Plans to allow an NHS system to extract patient data from doctors’ surgeries in England have now been pushed back by two months amid worries over privacy. Here are some of the key questions and concerns about the proposals.
What is the plan?
Officially known as General Practice Data for Planning and Research, it had been due to come into force in England from 1 July, but has now been delayed to 1 September. The plan is to compile information about physical, mental and sexual health from GP surgeries into a central database, including diagnoses, symptoms, test results, medications, allergies, immunisations and referrals, as well as data on sex, ethnicity and sexual orientation, and on who has treated patients. It will exclude any identifying details such as names, addresses, images or details of conversations. Postcodes will be included, but in a coded form.
What data will be collected?
It will include everything for the last 10 years, and will be updated constantly as more data is added to GP records. Some elements of data are not allowed to be shared under law, for example about IVF treatment, and some information about gender re-assignment. Individual patients can also opt out from the scheme. They had been given until 23 June to exercise this right, but a now likely to have longer, though a new deadline has not yet been announced.
Why is it being collected?
According to NHS Digital, the data will be used for a “wide variety of research and analysis to help run and improve health and care services”. Among areas it highlights include the long-term impacts of Covid, health inequalities and research for serious illnesses. However, it will also be available to private sector organisations with the necessary provisions, although the data cannot be used purely for commercial purposes.
How is this different to what existed before?

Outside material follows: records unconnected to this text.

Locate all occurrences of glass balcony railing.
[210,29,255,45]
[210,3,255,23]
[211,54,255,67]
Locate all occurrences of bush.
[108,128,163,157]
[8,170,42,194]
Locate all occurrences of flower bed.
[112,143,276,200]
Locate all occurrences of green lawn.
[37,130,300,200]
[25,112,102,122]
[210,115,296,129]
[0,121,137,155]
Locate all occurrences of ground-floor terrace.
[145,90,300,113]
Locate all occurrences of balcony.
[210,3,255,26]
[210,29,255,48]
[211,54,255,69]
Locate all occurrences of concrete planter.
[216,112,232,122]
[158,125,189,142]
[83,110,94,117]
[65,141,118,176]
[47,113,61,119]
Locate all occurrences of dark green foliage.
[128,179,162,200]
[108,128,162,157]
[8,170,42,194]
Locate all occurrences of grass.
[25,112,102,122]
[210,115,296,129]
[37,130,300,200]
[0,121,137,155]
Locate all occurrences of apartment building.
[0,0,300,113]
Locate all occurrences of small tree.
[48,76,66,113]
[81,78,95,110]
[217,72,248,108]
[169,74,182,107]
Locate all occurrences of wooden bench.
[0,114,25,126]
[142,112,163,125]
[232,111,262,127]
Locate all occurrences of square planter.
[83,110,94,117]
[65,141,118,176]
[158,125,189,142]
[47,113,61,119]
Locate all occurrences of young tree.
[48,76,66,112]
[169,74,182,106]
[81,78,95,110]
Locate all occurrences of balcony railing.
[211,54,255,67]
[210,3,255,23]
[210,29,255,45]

It replaces a data system called General Practice Extraction Service, which also allows for the study of pseudonymised data (and in certain cases, data with identifying elements). However, rather than being one ever-updated central store of data, it is a more bespoke system, with individual GP practices voluntarily agreeing to take part and sending information when requests are made.
What are the objections?
There are two main worries. One is the sheer amount of data being held centrally, and the concern for breaches, or for the leak of any identifiable information. The other is what is seen as a lack of public information about the scheme, and the limited time for people to opt out. Similar concerns led to the scrapping of an earlier data-sharing scheme in England in 2016 called Care.data.
Who is concerned?
Primarily doctors’ groups. The Royal College of General Practitioners has written to NHS Digital to say that, while it backs the idea of data sharing, it was “critical that this is transparent and that patients have confidence and trust in how the NHS and other bodies might use their information”. On Friday last week, the British Medical Association called for the scheme to be delayed “until patients and the public have had time to be aware of and understand the programme and choose to opt-out if they wish”. On Sunday, Labour also called for a delay to allow for a wider consultation.